Il nuovo orario prevede  complessivamente 396.5 ore settimanali di apertura  a fronte delle 380 ore precedenti (già aumentate di 40 nel 2017) e si accompagna a una maggiore omogeneità tra i diversi musei, in modo da rendere più semplice e agevole per il pubblico cittadino e per le sempre crescenti presenze turistiche orientarsi nel programmare le visite nei musei civici, situati sia nel centro storico che in altre zone della città.

La principale novità riguarda la fascia dalle 10.00 alle 18.30 nelle giornate di sabato e domenica- giornate che prevedono un afflusso più consistente di pubblico - che vedrà aperti tutti i musei ad esclusione del Museo del Risorgimento, che adeguerà le proprie aperture al nuovo schema dopo la pausa estiva, e delle sedi su prenotazione o in occasione di speciali esposizioni temporanee come casa Morandi e  Villa delle Rose. Aperti dalle dalle 10 alle 18.30 dal martedì al venerdì anche il Museo Civico Medievale, le Collezioni Comunali d’Arte e Museo della Musica. 

Novità anche per MAMbo – Museo d’Arte Moderna di Bologna e Museo Morandi che aggiungono all’apertura 10.00 – 18.30 un prolungamento serale il giovedì fino alle 22.00, mentre l'archeologico anticipa l'apertura alle 9 per aggevolare il pubblico delle scolaresche 

Attenzione al pubblico scolastico anche al Museo per la Memoria di Ustica che aggiunge l’apertura del giovedì, mentre il Museo del Tessuto e della Tappezzeria “Vittorio Zironi” concentra dal venerdì alla domenica il proprio orario, puntando alle esigenze di un pubblico che si muove prevalentemente nel week-end.

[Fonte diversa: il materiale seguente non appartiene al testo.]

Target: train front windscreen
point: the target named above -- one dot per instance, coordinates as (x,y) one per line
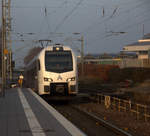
(58,61)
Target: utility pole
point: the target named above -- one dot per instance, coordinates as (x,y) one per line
(82,56)
(6,43)
(3,48)
(8,38)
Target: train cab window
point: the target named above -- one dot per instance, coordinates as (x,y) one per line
(58,61)
(39,67)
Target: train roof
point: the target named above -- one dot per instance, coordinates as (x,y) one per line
(50,47)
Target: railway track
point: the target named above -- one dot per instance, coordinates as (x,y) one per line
(88,122)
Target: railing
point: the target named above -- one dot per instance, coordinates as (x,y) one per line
(141,112)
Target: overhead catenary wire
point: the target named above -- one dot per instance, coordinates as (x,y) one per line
(96,23)
(67,16)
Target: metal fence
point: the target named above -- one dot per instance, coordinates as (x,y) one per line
(139,111)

Le modifiche non riguardano le mostre temporanee organizzate da o con partner esterni, come ad esempio Revolutija in corso al MAMbo, né le sedi aperte su prenotazione (Casa Morandi) o solo in occasione di esposizioni (Villa delle Rose). 

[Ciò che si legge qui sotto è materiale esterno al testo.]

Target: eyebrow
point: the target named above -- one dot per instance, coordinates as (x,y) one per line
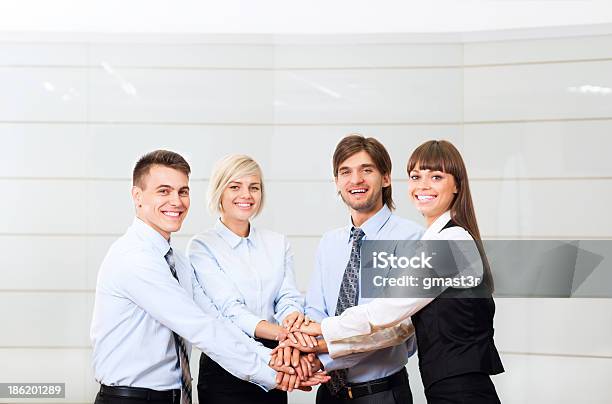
(240,183)
(366,165)
(171,187)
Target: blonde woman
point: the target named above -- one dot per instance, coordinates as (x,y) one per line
(248,274)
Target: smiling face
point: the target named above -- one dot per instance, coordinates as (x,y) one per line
(241,199)
(163,200)
(432,192)
(360,184)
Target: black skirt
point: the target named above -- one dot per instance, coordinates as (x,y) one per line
(472,388)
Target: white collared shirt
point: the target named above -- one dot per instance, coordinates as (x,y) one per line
(249,279)
(382,322)
(139,304)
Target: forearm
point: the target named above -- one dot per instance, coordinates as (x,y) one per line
(266,330)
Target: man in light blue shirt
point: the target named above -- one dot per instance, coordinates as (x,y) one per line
(149,309)
(362,170)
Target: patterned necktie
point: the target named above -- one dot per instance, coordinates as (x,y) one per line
(181,350)
(347,297)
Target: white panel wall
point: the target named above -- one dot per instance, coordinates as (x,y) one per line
(75,117)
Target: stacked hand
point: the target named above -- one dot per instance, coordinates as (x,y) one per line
(296,365)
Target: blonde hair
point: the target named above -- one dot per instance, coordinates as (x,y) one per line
(226,170)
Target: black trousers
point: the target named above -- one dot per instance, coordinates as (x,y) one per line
(397,395)
(102,398)
(217,386)
(472,388)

A partire dal 1 marzo i musei programmeranno iniziative speciali per favorire l’ingresso dei visitatori nelle nuove fasce orarie: fino al 26 maggio servizi di mediazione culturale al  Museo Davia Bargellini il sabato pomeriggio dalle 15.00 alle18.30 (escluso sabato 31 marzo), la rassegna "In gita tra i musei fuori porta" al  Il Museo del Patrimonio Industriale nelle domeniche 8, 15, 22 e 29 aprile  propone quattro approfondimenti tematici in altrettanti musei del territorio legati alla storia produttiva di Bologna mentre al MAMbo e al Museo Morandi le inaugurazioni delle prossime mostre, gli incontri e le conferenze saranno concentrati durante l’apertura serale prolungata del giovedì.

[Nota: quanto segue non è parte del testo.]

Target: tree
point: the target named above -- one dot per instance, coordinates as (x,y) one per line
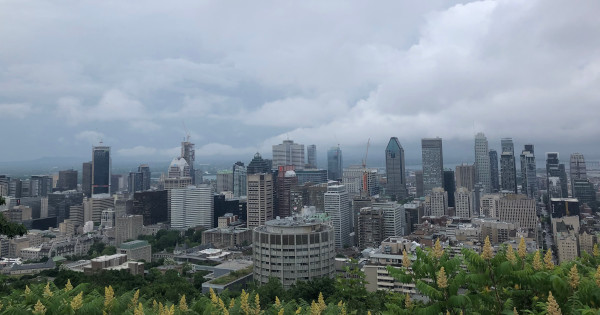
(10,229)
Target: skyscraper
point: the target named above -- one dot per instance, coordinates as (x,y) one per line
(334,163)
(239,179)
(188,153)
(288,153)
(312,156)
(494,176)
(433,164)
(260,199)
(101,168)
(577,169)
(337,205)
(395,170)
(482,162)
(508,166)
(192,206)
(528,172)
(145,170)
(465,176)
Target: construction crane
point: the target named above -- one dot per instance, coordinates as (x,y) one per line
(365,186)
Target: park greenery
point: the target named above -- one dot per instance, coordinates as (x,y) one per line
(508,281)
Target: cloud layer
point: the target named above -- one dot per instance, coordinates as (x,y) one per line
(242,76)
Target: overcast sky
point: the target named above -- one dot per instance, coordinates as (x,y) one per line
(243,75)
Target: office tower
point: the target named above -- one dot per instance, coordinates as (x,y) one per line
(314,176)
(86,179)
(309,251)
(334,163)
(494,174)
(260,199)
(556,169)
(224,181)
(508,166)
(482,162)
(394,218)
(145,170)
(465,176)
(577,169)
(419,183)
(136,182)
(337,205)
(288,153)
(101,169)
(436,203)
(463,203)
(395,170)
(518,209)
(529,185)
(312,156)
(433,164)
(258,165)
(188,153)
(286,179)
(40,185)
(370,227)
(153,206)
(67,180)
(191,207)
(239,179)
(449,186)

Con la nuova articolazione oraria, l’Istituzione Bologna Musei conferma il proprio impegno nel promuovere una sempre più estesa e agevole fruizione del patrimonio storico-artistico dei musei civici, in un'ottica di attrazione, promozione e fidelizzazione verso differenti tipologie di pubblico: dai cittadini residenti ai turisti nazionali e internazionali, dalle scuole ai possessori della Card Musei Metropolitani Bologna, fino al pubblico delle numerose iniziative che nell’estate bolognese torneranno ad animare la città.